Hewlett Packard Enterprise (HPE) claims to have introduced the world’s largest single-memory computer, marking the latest milestone in The Machine research project (The Machine). The Machine, is the largest R&D program in HPE and is aimed at delivering an architecture custom-built for the Big Data era called Memory-Driven Computing.
“The secrets to the next great scientific breakthrough, industry-changing innovation, or life-altering technology hide in plain sight behind the mountains of data we create every day,” said Meg Whitman, CEO, Hewlett Packard Enterprise.
“To realize this promise, we can’t rely on the technologies of the past, we need a computer built for the Big Data era.”
The company unveiled a prototype that contains 160 terabytes (TB) of memory, which is capable of simultaneously working with huge amounts of data. HPE states that there has been no system till date that has been able to hold and manipulate whole data sets of this size in a single-memory system, and this is just a glimpse of what the machine can do.
What can it do?
HPE expects the architecture could easily scale to an exabyte-scale single-memory system and, beyond that, to a nearly-limitless pool of memory – 4,096 yottabytes (250,000 times the entire digital universe today).
According to the company with that amount of memory, it will be possible to simultaneously work with every digital health record of every person on earth; every piece of data from Facebook; every trip of Google’s autonomous vehicles; and every data set from space exploration all at the same time.
Memory-Driven Computing puts memory, not the processor, at the center of the computing architecture.
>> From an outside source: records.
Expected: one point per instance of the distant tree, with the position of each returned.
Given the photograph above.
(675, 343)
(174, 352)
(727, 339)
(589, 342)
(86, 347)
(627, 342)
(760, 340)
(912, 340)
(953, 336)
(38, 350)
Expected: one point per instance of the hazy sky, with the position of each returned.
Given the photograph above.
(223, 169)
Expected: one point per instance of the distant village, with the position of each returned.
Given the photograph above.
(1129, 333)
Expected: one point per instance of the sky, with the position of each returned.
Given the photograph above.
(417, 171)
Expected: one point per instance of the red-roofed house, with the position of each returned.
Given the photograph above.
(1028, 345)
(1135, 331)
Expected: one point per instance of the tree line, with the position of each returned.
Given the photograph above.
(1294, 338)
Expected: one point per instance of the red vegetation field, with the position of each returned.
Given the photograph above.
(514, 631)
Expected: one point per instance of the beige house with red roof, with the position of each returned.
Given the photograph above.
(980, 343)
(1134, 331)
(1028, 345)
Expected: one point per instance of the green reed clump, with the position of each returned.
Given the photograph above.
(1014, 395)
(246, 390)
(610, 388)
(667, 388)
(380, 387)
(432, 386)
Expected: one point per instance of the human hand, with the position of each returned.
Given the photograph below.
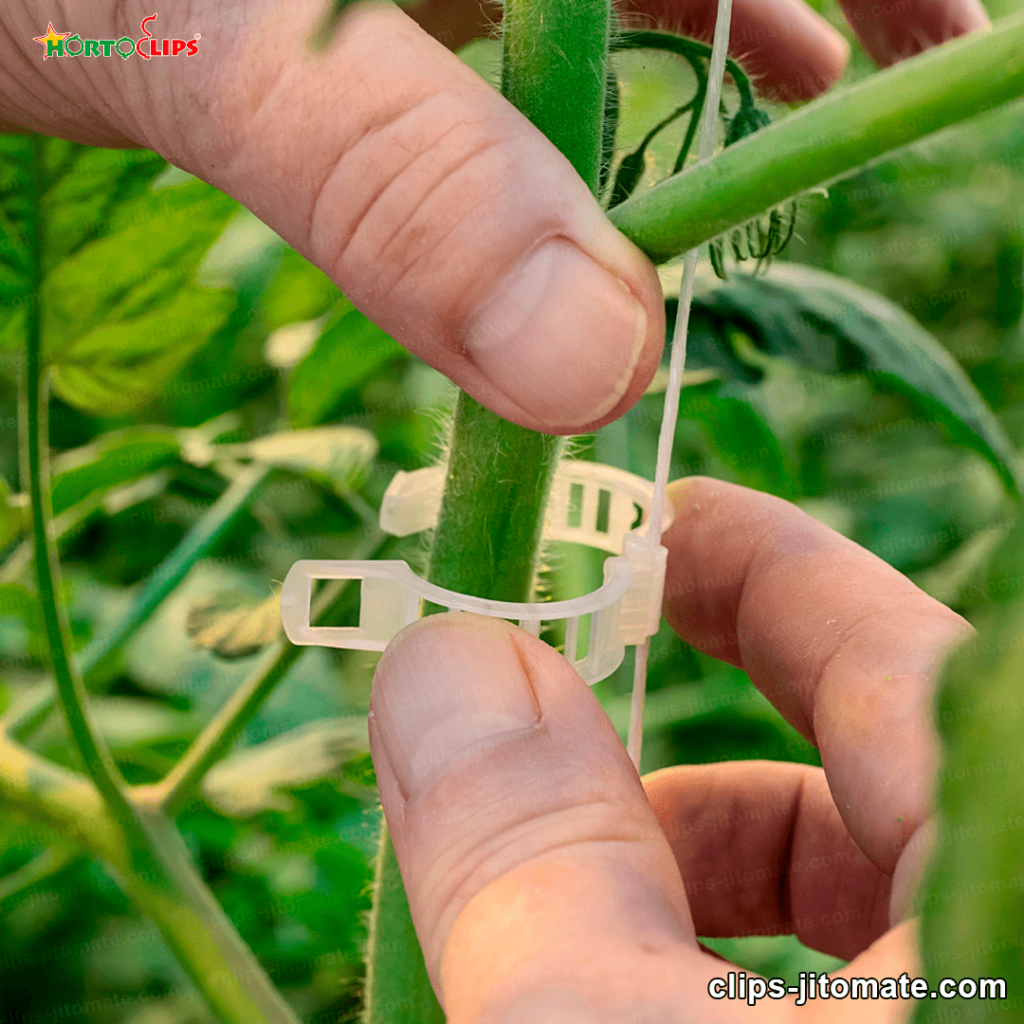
(547, 884)
(432, 203)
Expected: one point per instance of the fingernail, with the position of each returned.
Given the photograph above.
(561, 337)
(446, 685)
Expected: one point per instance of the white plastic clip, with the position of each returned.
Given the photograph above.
(590, 504)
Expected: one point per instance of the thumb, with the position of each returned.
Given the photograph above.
(436, 207)
(535, 867)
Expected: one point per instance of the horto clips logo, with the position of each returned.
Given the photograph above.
(68, 44)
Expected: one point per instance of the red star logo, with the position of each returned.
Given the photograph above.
(52, 36)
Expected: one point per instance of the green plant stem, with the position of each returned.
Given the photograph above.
(145, 851)
(487, 538)
(36, 469)
(168, 890)
(44, 865)
(691, 49)
(827, 139)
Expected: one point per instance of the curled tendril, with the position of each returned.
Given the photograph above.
(760, 240)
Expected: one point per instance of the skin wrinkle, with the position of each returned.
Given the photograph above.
(785, 908)
(494, 861)
(422, 201)
(360, 216)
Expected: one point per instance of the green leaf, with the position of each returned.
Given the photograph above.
(120, 367)
(233, 625)
(335, 456)
(737, 433)
(114, 459)
(14, 515)
(349, 350)
(252, 780)
(298, 291)
(81, 188)
(835, 327)
(973, 897)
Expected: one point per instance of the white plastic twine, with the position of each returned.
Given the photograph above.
(670, 415)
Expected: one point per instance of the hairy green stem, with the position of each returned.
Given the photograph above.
(499, 478)
(827, 139)
(36, 470)
(145, 851)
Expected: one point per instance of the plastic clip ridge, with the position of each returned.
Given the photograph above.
(590, 504)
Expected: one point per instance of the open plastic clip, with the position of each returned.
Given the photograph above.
(590, 504)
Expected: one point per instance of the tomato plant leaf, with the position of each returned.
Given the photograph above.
(253, 779)
(112, 460)
(297, 291)
(737, 434)
(349, 350)
(81, 188)
(120, 367)
(336, 456)
(233, 625)
(833, 326)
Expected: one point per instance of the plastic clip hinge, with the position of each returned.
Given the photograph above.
(590, 504)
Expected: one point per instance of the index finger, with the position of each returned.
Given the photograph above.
(844, 645)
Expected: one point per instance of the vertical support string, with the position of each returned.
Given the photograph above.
(670, 415)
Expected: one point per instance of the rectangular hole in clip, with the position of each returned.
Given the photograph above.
(345, 612)
(576, 505)
(603, 510)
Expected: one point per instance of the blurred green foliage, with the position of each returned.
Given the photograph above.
(184, 352)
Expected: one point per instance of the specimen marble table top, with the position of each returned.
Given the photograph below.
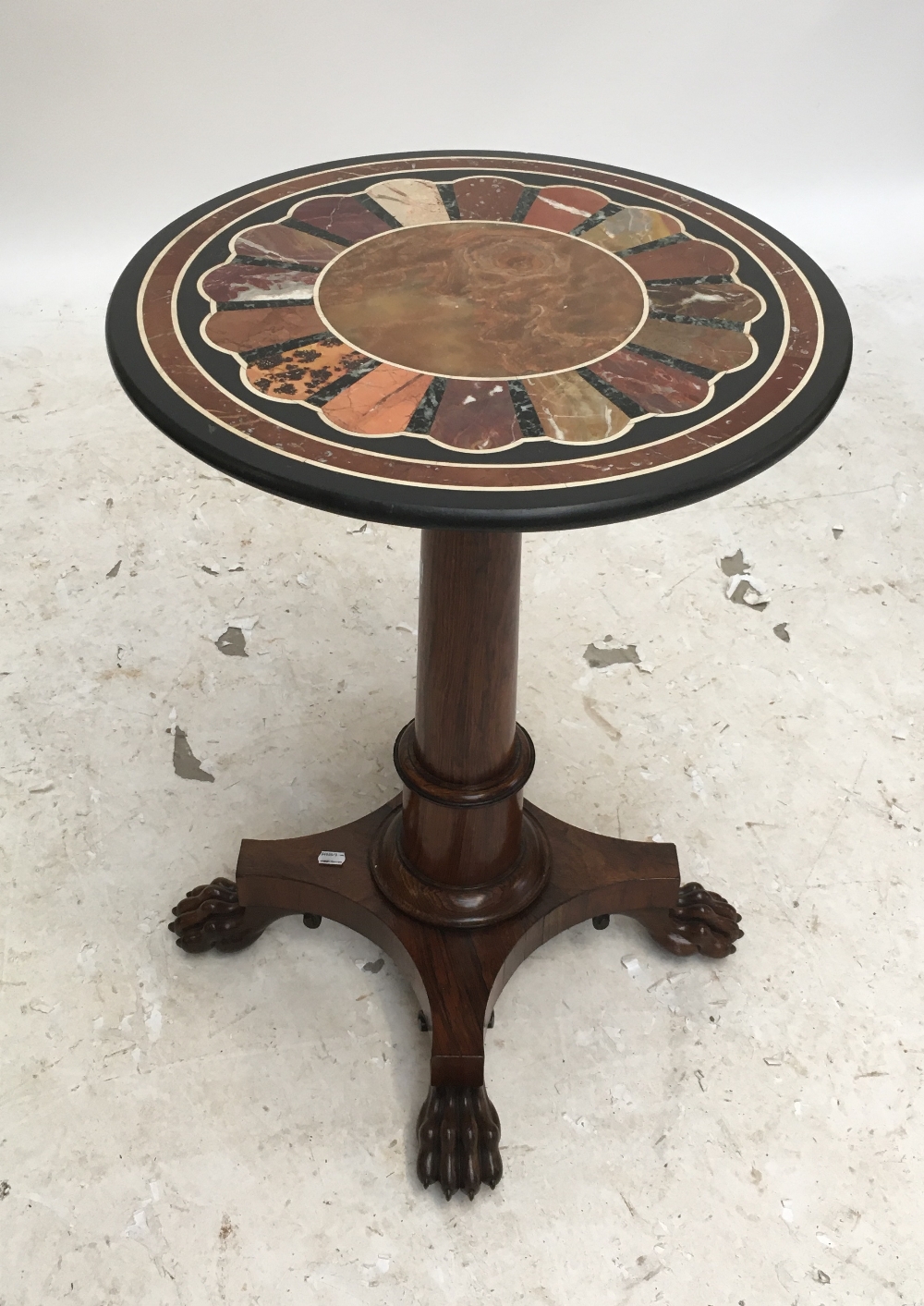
(480, 340)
It eliminates the inefficiencies of how memory, storage and processors interact in traditional systems today. It claims to reduce the time needed to process complex problems to deliver real-time intelligence.
“We believe Memory-Driven Computing is the solution to move the technology industry forward in a way that can enable advancements across all aspects of society,” said Mark Potter, CTO, HPE and Director, Hewlett Packard Labs.
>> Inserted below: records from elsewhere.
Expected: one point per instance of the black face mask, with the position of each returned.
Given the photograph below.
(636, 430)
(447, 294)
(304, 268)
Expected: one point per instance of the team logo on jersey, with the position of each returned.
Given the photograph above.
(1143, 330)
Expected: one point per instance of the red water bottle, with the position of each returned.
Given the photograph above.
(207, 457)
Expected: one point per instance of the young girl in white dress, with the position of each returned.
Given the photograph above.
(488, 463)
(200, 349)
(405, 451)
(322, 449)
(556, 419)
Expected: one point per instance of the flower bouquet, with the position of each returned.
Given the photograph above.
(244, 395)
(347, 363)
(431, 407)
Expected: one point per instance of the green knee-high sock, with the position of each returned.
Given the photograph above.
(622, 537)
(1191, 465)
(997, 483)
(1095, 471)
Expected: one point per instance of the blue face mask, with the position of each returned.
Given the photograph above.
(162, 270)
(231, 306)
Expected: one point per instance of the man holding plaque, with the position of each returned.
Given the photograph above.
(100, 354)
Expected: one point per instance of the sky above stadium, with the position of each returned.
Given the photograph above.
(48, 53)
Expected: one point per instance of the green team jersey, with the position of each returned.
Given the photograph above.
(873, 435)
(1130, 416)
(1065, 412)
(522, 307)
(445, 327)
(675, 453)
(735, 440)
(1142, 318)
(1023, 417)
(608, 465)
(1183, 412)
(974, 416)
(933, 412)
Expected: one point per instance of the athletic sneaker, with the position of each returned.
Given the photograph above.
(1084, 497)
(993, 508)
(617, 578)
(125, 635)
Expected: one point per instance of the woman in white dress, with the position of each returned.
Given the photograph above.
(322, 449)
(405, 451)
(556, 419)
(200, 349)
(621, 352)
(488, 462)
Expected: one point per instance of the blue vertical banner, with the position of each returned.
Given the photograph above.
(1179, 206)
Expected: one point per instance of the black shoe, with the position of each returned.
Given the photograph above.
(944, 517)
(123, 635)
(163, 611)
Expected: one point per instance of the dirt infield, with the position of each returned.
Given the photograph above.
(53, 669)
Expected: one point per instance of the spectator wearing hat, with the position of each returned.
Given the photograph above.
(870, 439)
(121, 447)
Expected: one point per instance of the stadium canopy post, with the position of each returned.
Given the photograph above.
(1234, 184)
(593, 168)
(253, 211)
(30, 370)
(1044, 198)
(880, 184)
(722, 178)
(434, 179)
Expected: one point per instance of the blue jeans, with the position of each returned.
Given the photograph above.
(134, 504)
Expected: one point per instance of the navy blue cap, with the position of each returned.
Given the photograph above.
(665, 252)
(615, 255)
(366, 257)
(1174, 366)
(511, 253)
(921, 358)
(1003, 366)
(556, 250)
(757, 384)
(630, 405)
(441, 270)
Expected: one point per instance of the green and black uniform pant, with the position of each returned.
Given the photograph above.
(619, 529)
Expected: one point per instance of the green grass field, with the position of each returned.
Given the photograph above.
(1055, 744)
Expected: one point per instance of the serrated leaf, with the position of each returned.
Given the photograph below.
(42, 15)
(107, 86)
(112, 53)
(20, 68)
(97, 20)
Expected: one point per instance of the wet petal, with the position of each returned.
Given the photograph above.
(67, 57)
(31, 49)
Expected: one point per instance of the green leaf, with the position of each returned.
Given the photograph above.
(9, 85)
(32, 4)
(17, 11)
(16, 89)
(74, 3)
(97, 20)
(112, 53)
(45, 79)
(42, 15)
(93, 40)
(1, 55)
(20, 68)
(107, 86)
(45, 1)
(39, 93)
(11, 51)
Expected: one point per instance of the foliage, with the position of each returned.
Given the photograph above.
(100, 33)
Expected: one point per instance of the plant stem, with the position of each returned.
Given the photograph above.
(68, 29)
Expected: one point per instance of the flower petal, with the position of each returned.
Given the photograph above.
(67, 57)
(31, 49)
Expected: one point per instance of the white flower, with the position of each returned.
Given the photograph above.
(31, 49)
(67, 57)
“The architecture we have unveiled can be applied to every computing category – from intelligent edge devices to supercomputers.”
What’s under the hood?
The new prototype builds on the achievements of The Machine research program, including a 160 TB of shared memory spread across 40 physical nodes, interconnected using a high-performance fabric protocol. It has an optimized Linux-based operating system (OS) running on ThunderX2, Cavium’s flagship second generation dual socket capable ARMv8-A workload optimized System on a Chip. It houses photonics/optical communication links, including the new X1 photonics module, are online and operational; and software programming tools designed to take advantage of abundant persistent memory.